One of my friends found 6 bags of gummy bears on the roof. He lives a building over. Apparently even hammered you still have quite an arm
Just finished putting caution tape around the tv. Sober me needs to prepare.
I'm having flashbacks from last night. Did I admit to pausing Whitney's funeral because I was watching porn? I believe I did.
I knew things were bad when I walked in on you feeding juice to your iPhone
I don't think the best pickup line was. Hey I have never made a girl orgasm before but I'm sure it will work on someone like you.

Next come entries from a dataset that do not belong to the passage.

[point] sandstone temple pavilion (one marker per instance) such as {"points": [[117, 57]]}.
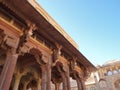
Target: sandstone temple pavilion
{"points": [[35, 51]]}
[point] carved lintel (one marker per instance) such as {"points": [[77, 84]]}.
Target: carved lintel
{"points": [[40, 58], [57, 52], [25, 36]]}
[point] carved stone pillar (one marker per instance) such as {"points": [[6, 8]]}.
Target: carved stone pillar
{"points": [[83, 84], [65, 77], [79, 84], [38, 84], [48, 77], [57, 86], [44, 81], [68, 78], [8, 69], [17, 81]]}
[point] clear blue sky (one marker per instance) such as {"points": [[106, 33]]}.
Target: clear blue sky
{"points": [[93, 24]]}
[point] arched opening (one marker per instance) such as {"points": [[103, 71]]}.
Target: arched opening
{"points": [[115, 71], [109, 73], [27, 71], [102, 84], [117, 84]]}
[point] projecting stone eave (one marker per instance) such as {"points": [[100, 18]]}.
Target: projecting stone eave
{"points": [[52, 22]]}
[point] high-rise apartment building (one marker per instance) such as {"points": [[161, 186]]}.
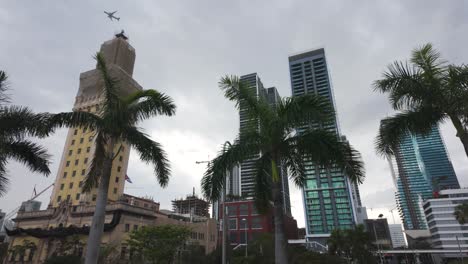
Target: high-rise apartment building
{"points": [[247, 167], [420, 168], [327, 196], [78, 151]]}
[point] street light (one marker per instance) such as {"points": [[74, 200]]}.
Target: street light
{"points": [[245, 228]]}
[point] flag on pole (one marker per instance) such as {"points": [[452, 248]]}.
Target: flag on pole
{"points": [[128, 178]]}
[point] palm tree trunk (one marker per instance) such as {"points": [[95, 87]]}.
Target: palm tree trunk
{"points": [[280, 238], [462, 134], [97, 226]]}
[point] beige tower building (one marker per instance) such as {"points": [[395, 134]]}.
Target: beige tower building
{"points": [[67, 219], [78, 151]]}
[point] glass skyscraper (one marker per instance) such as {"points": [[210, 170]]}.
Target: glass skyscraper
{"points": [[420, 168], [328, 202]]}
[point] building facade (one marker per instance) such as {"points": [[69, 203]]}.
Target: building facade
{"points": [[398, 238], [328, 202], [70, 211], [446, 232], [421, 167], [247, 167], [379, 233]]}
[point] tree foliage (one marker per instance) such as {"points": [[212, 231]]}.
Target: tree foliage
{"points": [[158, 244], [425, 91], [461, 213]]}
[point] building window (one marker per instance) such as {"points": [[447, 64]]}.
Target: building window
{"points": [[244, 209], [232, 224], [257, 223]]}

Just visited the liquor store.... for the 4th time today. shits gonna get weird
I vaguely remember a pregnant lady reaching for my penis. When was I in an elevator?
was I really that bad?
you army crawled across the kitchen floor, turned the cat into "super kitty" and crawled into the dog cage
just texted my dealer that i could taste the blue but not the cheese. i said i could taste blue.
I'm going to have to have a long talk with god if my soul mate has a prince albert
I'm like still hungover from the quinceanera.
Banged my ex-wife last night...so I belong to that club now.
My cats name is now jello shot. How much do you love me right now?
If you fucking touch my phone and text people, drunk or sober, ever again, i will shove a swizle stick up your pee hole.